If I had no knowledge of sin, I would not have such a strong sense of God's grace. That sense of God's grace comes through my reading of the Bible and through my own personal experience of God.

" ... the Anglican Church of Canada is being ruined by its attempts to 'play catch-up with the culture' by adpoting whatever 'is the in-thing.'" I think that what frustrates me the most about this statement is that it totally negates the years of study and meditation that I did when I came to support full inclusion. At first I didn't support it. Gradually, as I looked at the scriptures and meditated on what I had read and learned, I came to understand that God was calling us to continue to grow in our understanding of God's work in creation. Certainly if I was following the prevalent attitude of the society around me, I would continue to be against full-inclusion. I just had a discussion with one of my of my parishoners on the very issue last night well aware that I am a distinct minority in this particular community and within this diocese. I'm not adopting a whatever "is the in-thing" attitude. I'm very much bucking the in-thing around here.
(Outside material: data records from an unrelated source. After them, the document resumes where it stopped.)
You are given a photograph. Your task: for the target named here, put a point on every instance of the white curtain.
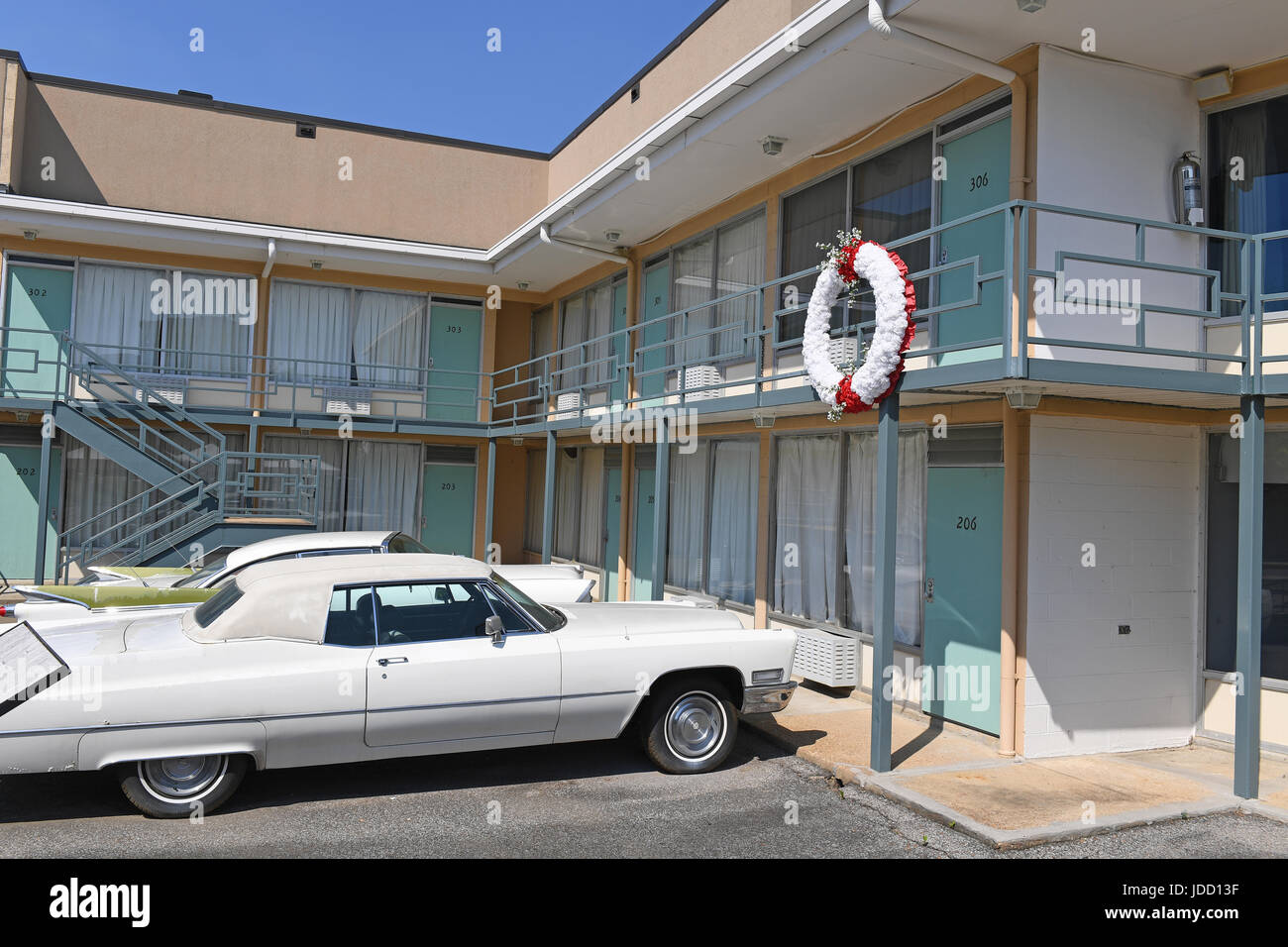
(310, 322)
(114, 313)
(686, 558)
(742, 265)
(807, 519)
(590, 535)
(389, 338)
(861, 532)
(382, 486)
(330, 500)
(733, 521)
(566, 505)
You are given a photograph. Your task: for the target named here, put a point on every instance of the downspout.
(1019, 142)
(589, 250)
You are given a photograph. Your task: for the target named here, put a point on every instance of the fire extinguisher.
(1188, 189)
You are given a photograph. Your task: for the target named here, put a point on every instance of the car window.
(402, 543)
(430, 612)
(217, 604)
(352, 621)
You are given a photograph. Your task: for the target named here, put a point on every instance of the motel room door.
(447, 502)
(455, 338)
(962, 638)
(979, 169)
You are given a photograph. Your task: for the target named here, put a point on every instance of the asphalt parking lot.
(578, 800)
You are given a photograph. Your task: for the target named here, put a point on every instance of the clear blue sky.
(420, 65)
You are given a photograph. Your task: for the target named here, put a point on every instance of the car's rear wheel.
(181, 787)
(690, 725)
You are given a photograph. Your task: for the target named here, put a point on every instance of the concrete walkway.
(957, 776)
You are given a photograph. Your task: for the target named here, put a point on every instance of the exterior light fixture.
(1021, 399)
(772, 145)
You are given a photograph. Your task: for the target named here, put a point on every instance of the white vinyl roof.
(290, 598)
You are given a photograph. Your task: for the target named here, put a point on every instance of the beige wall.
(133, 153)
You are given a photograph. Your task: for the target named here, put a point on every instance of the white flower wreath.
(896, 302)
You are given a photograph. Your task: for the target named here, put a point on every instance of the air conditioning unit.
(347, 401)
(825, 659)
(170, 389)
(702, 376)
(567, 406)
(842, 352)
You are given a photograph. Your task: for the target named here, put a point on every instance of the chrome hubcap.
(695, 725)
(181, 777)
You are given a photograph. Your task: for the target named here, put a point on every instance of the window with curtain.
(890, 197)
(115, 317)
(342, 334)
(711, 526)
(1257, 134)
(725, 261)
(807, 527)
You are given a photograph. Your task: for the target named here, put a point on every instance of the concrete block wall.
(1132, 489)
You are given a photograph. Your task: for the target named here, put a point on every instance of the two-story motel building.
(226, 335)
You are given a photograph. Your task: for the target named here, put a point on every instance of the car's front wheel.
(690, 725)
(180, 787)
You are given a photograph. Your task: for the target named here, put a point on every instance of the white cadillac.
(329, 660)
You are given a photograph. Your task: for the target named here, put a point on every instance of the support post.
(661, 492)
(1247, 650)
(887, 522)
(43, 497)
(548, 509)
(490, 499)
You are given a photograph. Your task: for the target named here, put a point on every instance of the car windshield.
(549, 618)
(214, 565)
(402, 543)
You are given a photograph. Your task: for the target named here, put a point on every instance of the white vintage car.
(127, 589)
(331, 660)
After all my years of studying, I find I cannot go back and embrace what is the "in-thing" in this community.

Considering all the flack those who support full-inclusion are getting from many different sources - the demonizing, the discounting, the threats of loss - of salvation, of connection, of communion - this has to be more than just going with the flow. It is certainly a hard road that we are travelling going against what many in our common faith hold to be true. We have to have the courage of our convictions, and that courage does not come by taking the scriptures or our faith lightly.

(The quotes in bold were from the article "Anglican Church divided over liberal theology" found in the Saskatoon Star Phoenix on Friday, November 23, 2007. It was written by Charles Lewis of CanWest News Service. (It probably also appears in the National Post as that is in brackets and italics at the bottom of the article.) The theologian quoted is J.I. Packer.)

(Update: I have now found a link . The article in the Star Phoenix only went as far as "Officlas said Thursday a new North American Anglican province, which would include Canadian and American parishes, is now being discussed. It did not include anything about Michael Ingham.)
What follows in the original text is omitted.